Picture a curious reader, because people who read tend to be curious people. When readers finish your book, they want to have learned something about their world, not just your world. They want to have new knowledge that they can carry with them in general, not only in relation to your story. I’m currently reading Andre Agassi’s Open and learning a lot about tennis competition!
Make it (Mostly) Accurate
Relying on memory is a sure way to include inaccuracies. As a memoir author, you should always do your best to tell the truth. But your truth, as you remember it, is not necessarily how things really went down. This is a challenge for every memoir author.
Lucky are the authors who have spent their lives journaling. In those journals can be fine descriptions and details you wouldn’t even think about twenty years later. You have the feelings you’re feeling in real time.

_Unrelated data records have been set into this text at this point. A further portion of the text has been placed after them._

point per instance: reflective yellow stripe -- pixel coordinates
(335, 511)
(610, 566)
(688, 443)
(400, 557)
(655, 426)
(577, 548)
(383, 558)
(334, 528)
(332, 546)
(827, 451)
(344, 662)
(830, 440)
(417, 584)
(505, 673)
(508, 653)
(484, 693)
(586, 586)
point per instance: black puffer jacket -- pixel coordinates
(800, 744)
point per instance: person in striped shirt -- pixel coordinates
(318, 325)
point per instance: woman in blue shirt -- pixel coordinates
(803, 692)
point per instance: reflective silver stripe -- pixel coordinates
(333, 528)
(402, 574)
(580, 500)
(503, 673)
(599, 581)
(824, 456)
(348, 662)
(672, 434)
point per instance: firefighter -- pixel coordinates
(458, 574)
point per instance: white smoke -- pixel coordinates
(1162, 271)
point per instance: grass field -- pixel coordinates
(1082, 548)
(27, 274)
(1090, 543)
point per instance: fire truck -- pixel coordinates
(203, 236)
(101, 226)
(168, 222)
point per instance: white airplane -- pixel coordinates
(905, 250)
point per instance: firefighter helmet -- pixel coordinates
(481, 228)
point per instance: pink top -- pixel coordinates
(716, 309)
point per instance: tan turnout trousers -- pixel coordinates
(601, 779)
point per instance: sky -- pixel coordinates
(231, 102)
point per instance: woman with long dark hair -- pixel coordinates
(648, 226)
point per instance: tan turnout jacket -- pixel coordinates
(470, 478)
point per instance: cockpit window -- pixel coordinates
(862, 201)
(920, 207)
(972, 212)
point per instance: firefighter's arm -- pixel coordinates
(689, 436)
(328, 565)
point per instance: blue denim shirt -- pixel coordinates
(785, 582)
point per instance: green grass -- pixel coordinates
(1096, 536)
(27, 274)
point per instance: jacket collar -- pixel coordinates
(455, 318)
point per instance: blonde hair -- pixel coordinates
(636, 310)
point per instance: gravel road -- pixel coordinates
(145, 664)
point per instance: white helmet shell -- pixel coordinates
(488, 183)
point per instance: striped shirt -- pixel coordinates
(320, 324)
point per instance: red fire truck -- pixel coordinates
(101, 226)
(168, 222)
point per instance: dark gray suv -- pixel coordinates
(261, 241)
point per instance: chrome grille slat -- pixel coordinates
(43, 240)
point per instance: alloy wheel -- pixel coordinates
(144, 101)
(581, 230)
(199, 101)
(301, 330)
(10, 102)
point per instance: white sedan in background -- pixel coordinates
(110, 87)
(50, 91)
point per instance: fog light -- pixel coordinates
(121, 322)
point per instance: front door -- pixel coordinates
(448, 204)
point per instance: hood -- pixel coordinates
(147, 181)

But if you have no diary to draw from, at least do some fact-checking. Make sure you’re using the correct spelling of the names of streets, people, businesses. Check dates! They’re important to your story but elusive in the memory. Ask people involved in your stories to tell you their recollections of what happened, and compare their accounts with what you’ve written. If you can get your hands on transcripts of proceedings, video footage or any other record of events, take the time and trouble to do that.
You might want to include a disclaimer that you are presenting the events as you remember them. But if your memoir is mostly accurate as well as informative, relatable and entertaining, you will have a book worth reading.